Jason Hall: I’m going to do what I tend to do with these ideas and I’m going to talk about, a real estate investment you can make in retail and the company I will talk about is Tanger Factory Outlet, the ticker is, SKT. This is a really interesting business that caught my eye, really three or four years ago as a turnaround play. Because it owned a number of retail assets that weren’t really great assets, was going through a process of turning its book and selling off properties that weren’t really part of its core, they didn’t think they had the best monetization opportunities, weren’t great for driving great traffic and growth to capture those premium rents.
The company started that process probably five years ago or so and was making great progress. Frankly, it probably saved the company from having to go bankrupt by starting that process when it did. Because, like a lot of companies that are tied to retail, man did these guys take it on the chin last March when all of their customers were told by governments in their areas, “You have to close, you can’t open for business.”
The company pivoted really quickly, cut off their dividend as quickly as they could. It’s a real estate investment trust so they are required to pay at least 90% of their GAAP [generally accepted accounting principles] earnings in dividends. But they knew, they could project they were going to take some big GAAP losses, so they cut off that dividend very quickly to preserve cash. It was a very smart move. Also, looked at all of their lines of credit, took out as much cash as they could to get it on their balance sheet, to bolster their balance sheet, to ride out this period of time and it worked out really well because the company was positioned to ride out that three or four months where so many of its customers were in a cash crunch.
The good news is that the vast majority of its customers were able to continue paying at least a portion of the rents. They had some renegotiations. They did have a couple of tenants that went through bankruptcies and were liquidated and that affected the revenues.

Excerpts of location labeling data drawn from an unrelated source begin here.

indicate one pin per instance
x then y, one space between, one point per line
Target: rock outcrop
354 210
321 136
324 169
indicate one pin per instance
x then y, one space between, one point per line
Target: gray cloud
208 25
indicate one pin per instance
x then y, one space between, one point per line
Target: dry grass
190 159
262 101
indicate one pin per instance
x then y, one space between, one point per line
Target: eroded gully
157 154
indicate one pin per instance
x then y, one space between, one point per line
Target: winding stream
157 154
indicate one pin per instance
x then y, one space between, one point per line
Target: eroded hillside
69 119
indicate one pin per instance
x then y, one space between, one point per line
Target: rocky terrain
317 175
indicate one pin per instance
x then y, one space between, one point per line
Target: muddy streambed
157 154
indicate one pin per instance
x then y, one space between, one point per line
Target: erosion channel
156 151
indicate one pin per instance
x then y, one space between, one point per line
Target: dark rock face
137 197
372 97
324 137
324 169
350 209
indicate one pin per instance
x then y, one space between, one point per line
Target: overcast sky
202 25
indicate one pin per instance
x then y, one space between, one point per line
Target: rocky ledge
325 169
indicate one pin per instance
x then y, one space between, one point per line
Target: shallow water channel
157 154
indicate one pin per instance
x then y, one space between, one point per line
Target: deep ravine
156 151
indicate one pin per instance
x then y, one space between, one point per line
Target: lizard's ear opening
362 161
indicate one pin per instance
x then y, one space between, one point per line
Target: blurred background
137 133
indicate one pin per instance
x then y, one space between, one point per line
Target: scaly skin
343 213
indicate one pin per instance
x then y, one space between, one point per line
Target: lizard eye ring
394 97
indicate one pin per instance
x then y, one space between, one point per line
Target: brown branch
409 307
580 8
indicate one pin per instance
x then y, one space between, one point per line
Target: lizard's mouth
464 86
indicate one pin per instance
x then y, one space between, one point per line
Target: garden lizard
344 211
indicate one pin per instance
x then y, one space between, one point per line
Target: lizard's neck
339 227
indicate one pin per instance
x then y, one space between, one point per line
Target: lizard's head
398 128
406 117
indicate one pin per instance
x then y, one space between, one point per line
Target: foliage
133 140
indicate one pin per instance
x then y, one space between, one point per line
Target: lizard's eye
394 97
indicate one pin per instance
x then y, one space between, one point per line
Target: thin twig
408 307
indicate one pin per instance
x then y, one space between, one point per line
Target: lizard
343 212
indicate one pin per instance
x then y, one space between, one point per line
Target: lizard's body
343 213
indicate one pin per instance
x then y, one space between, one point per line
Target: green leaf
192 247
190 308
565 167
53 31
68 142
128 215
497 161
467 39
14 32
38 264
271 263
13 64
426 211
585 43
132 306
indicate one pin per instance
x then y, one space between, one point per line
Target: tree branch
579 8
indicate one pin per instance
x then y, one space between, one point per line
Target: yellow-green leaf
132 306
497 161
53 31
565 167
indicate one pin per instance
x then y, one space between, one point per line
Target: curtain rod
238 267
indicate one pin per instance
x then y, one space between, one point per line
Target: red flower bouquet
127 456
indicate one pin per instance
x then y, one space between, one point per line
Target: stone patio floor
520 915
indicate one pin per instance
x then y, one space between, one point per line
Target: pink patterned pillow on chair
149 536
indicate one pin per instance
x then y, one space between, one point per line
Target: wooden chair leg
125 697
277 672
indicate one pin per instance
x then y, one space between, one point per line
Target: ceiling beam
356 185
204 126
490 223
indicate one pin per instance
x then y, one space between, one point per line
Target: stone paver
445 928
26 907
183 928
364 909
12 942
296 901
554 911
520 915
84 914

But fast-forward to today and this is a business that has largely recovered and there’s a couple of reasons why. No. 1, management moved quickly to position the business to get through this period. No. 2, retail, as we’ve just talked about with Five Below and with Best Buy, retail has recovered. The numbers are there, people are shopping again, people are spending. Tanger Factory Outlets retail locations are generally outdoors. I think every single facility they own is outdoors so people feel comfortable and more safe. The spaces are perfect for rerenting. There tend to be pretty uniform in size so it’s not like a big mall where you have a JCPenney or a Sears that was this massive anchor tenant and now you have to figure out how to retenant this giant space. This is not how most of their spaces are laid out, so their ability to rerent is proven to be very good.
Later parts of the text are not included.